Biz bunu ta silahları ilk verdikleri günden itibaren en yüksek sesle söylüyoruz. Şimdi adı üstünde, vekâlet savaşları. Eskiden bu işler gizli-kapaklı yapılırdı, şimdi maalesef bu vekâlet savaşlarında kirli maşaları yani terör örgütlerini kullananlar artık bu işleri açıkça yapıyorlar. Amerikalılar göz göre göre baştan beri bir yanlış tavır içerisinde oldular ve PYD’yi, YPG’yi silahlandırarak bölgede gerçekten bir canavar oluşmasına, bir canavar terör örgütünün oluşmasına katkıda bulundular. En başta söylüyorlardı; merak etmeyin, DEAŞ’la mücadele bittiği zaman bunları toplarız. Hadi, DEAŞ’la mücadele bitti, başarı kazandık diyor, toplayın silahları. Eğer bu silahları toplama konusunda bir irade ortaya koymazlarsa yani başlangıçta bu silahları zaten merak etmeyin toplayacağız deyip şimdi bunu toplamıyorlarsa bu da ciddi bir tutarsızlık demektir. Şimdi mesele çok açık, yani bir kere bu tür büyük devletler artık vekâlet savaşlarının dünyanın baş belası olan yeni tür kanlı ve en kirli emperyal savaşlardan olduğunu görmeleri lazım.

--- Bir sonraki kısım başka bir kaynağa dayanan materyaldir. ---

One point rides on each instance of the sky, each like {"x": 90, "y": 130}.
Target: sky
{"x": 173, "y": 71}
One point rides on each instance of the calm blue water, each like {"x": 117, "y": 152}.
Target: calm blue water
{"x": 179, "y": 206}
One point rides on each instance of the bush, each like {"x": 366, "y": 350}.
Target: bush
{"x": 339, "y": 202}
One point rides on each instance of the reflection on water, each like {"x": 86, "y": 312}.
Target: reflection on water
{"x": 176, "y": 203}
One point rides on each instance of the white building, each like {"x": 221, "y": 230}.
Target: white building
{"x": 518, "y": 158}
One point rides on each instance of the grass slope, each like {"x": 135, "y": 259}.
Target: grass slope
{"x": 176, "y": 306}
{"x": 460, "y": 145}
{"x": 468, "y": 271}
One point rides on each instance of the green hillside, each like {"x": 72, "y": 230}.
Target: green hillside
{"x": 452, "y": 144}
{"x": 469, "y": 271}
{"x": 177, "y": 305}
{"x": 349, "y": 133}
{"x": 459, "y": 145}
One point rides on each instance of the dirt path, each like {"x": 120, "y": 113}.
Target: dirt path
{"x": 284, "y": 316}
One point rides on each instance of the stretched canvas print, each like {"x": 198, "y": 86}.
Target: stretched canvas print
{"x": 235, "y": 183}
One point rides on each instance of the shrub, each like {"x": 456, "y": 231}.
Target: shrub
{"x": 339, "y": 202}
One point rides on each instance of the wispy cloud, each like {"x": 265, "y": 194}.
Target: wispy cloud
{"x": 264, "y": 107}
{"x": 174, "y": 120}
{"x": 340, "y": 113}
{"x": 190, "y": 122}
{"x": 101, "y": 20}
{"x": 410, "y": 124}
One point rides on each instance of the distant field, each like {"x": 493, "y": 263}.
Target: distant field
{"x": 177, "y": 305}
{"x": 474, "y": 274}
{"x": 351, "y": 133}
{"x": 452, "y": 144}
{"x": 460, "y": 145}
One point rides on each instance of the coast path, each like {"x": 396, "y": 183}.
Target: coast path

ABD, Filistin tavrından dolayı yalnızlaşıyor

- Filistin’e yönelik ABD ve İsrail’in tavrını nasıl değerlendiriyorsunuz?

ABD, İsrail’in Filistin’e karşı yapmış olduğu saldırgan tavır konusunda ne yazık ki taraf olmuştur, yani zalimden yana, işgalciden yana, saldırgandan yana taraf olmuştur. Özellikle ABD’nin kendi Büyükelçiliğini Tel Aviv’den Kudüs’e taşıma kararıyla birlikte ortaya çıkan tablo ise Amerika bakımından da hazin bir tablodur. ABD bu kararıyla yalnızlaşmıştır, BM Genel Kurulu’nda ciddi bir şekilde Amerika’nın bu tavrına karşı insanlar neredeyse bir ittifak oluşturmuştur. İsrail’in bu saldırgan tavrını neredeyse kendi dış politikasının merkezine yerleştirmek, Amerikan yönetimini dünya kamuoyunda yalnızlaştırdı.

‘Kaşıkçı olayının üstünü örttürmeyeceğiz’

- Cemal Kaşıkçı olayını Suudi Arabistan kapatmaya mı çalışıyor?

Kaşıkçı meselesinin kapatılmaması için Türkiye olarak bütün gücümüzle gayret sarf ediyoruz. İstanbul’da Suudi Arabistan’ın kendi toprağı sayılan konsoloslukta dünyaca tanınan bir adam, bir gazeteci yok edildi, buharlaştırıldı; bu büyük bir insanlık ayıbıdır, büyük bir insanlık suçudur. Belki birileri için Suudi Arabistan işte Ortadoğu siyasetinde önemli bir ülkedir, oradaki Veliaht Prensin yıpratılmasını istemeyecek bir tavır içerisinde olabilirler. Ama biz bu mesele kime gidiyorsa, nereye kadar dokunuyorsa gidilmesi gerektiğini düşünüyoruz. Bu meselenin asla üstünün örtülmesine müsaade etmeyeceğiz.